Activation of endogenous retroviruses characterizes the maternal-fetal interface in the BTBR mouse model of autism spectrum disorder

Abstract

Endogenous retroviruses (ERVs) are genetic elements derived from a process of germline infection by exogenous retroviruses. Some ERVs have been co-opted for physiological functions, and their activation has been associated with complex diseases, including Autism Spectrum Disorder (ASD). We have already demonstrated an abnormal expression of ERVs in the BTBR T + tf/J (BTBR) mouse model of ASD during intrauterine life till adulthood. Thus, starting from the assumptions that ERVs may contribute to the derailment of neurodevelopment and that ASD has fetal origins as a consequence of adverse intrauterine conditions, the present study aims to characterize the transcriptional activity of selected ERVs (MusD, IAP, Syn-A, Syn-B, ARC and GLN), LINE-1, inflammatory mediators (IL-6, IL-10, IL-11 CXCL-1) at the maternal-fetal interface and in dissected embryos from BTBR mice. Our results highlight the deregulation of ERVs and inflammatory mediators at the maternal-fetal interface, and in cephalic and non-cephalic embryonic tissues from BTBR compared to C57BL/6 J. Several correlations among ERV expression levels emerged in different tissues from C57BL/6 J mice while, in BTBR mice, no correlations were found, suggesting that in this model, the acquisition of autistic-like traits might be linked to the dysregulation of ERV activity occurring during intra-uterine life.

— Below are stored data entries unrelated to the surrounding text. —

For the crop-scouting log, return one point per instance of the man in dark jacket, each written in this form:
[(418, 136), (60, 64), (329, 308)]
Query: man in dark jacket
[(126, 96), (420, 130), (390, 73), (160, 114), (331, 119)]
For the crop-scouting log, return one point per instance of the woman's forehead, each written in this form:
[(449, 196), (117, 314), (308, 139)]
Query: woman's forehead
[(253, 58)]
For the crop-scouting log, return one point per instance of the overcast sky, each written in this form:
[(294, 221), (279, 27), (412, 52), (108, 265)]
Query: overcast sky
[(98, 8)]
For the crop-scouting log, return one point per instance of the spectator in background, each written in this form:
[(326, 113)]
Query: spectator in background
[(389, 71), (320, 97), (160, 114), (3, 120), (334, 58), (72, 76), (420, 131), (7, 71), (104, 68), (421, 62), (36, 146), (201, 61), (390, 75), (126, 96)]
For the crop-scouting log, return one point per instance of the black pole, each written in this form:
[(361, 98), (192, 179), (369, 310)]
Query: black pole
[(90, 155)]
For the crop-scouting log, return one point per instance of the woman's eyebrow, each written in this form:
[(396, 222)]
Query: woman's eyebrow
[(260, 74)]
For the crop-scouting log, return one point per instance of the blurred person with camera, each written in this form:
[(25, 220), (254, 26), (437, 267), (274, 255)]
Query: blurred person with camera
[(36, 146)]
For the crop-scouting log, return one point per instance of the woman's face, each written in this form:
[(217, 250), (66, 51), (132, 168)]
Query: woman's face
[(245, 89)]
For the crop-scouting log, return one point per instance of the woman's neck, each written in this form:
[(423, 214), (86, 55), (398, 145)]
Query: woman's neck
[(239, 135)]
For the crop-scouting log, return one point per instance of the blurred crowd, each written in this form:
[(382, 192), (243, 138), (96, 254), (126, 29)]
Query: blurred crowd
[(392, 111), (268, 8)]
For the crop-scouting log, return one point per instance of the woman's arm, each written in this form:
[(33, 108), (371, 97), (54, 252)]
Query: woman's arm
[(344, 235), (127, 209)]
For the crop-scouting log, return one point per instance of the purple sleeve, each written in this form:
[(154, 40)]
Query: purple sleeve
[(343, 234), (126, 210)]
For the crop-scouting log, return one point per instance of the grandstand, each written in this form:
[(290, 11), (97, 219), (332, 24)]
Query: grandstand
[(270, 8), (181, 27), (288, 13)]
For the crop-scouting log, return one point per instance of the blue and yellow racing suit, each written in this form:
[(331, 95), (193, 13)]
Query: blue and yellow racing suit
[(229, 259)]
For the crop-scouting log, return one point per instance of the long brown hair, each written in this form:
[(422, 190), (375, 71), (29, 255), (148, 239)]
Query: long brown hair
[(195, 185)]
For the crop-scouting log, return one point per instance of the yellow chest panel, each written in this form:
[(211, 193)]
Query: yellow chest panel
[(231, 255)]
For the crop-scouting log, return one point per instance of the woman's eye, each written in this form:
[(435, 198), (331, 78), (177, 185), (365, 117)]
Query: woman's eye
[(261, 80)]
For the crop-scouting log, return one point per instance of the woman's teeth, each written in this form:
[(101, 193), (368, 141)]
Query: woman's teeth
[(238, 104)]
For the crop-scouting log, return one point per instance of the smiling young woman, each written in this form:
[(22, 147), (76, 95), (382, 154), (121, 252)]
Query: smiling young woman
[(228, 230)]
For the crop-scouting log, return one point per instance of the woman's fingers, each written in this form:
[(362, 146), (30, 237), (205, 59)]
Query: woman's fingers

Keywords: Autism Spectrum Disorder; BTBR; ERV; Endogenous retroviruses; Inflammation; Maternal–fetal interface.

Fig. 1

Gene expression of MusD, IAP, Syn-A, Syn-B, ARC, GLN, LINE-1 in C57 and BTBR mice. Data are represented as box plots with median value (black horizontal line) and first/third interquartile range. (black *) p < 0.05 or (**) p < 0.001. (*) comparison between mouse strains within each tissue; (red *) comparison between tissues within each mouse strain. For each group, mild and extreme outliers (dots and asterisks, respectively, colored in agreement with the corresponding box plot) are shown. Five BTBR and five C57 dams were sacrificed at gestational day 10.5 and for each tissue: maternal decidua (MD); extra-embryonic tissues (Ee); embryonic cephalic tissues (EC); embryonic non-cephalic tissues (ENC), seven samples were collected.

Fig. 2

Gene expression of IL-6, IL-10, IL-11 and CXCL-1 in C57 and BTBR mice. Data are represented as box plots with median value (black horizontal line) and first/third interquartile range. (black *) p < 0.05 or (**) p < 0.001. (*) comparison between mouse strains within each tissue; (red *) comparison between tissues within each mouse strain. For each group, mild and extreme outliers (dots and asterisks, respectively, colored in agreement with the corresponding box plot) are shown. Five BTBR and five C57 dams were sacrificed at gestational day 10.5 and for each tissue: maternal decidua (MD); extra-embryonic tissues (Ee); embryonic cephalic tissues (EC); embryonic non-cephalic tissues (ENC), seven samples were collected.

Fig. 3

Dissection procedure for tissues recovery. Uterine horns were obtained from GD 10.5 females. For each uterine horn (A), every implantation site (dotted circle) was separated from the others, as in B (dotted circle). Then, for each implantation site (C), myometrial and connective envelope (c1) were dissected and discarded while conceptus (c2), still surrounded by maternal decidual tissues, was retained. In (D), maternal decidua (d1, MD) is shown after separation from the conceptus (d2). In (E), the latter was separated to obtain extra-embryonic (e1, Ee) and embryonic (e2) tissues and finally divided (F) into cephalic (f1, EC) and non-cephalic parts (f2, ENC).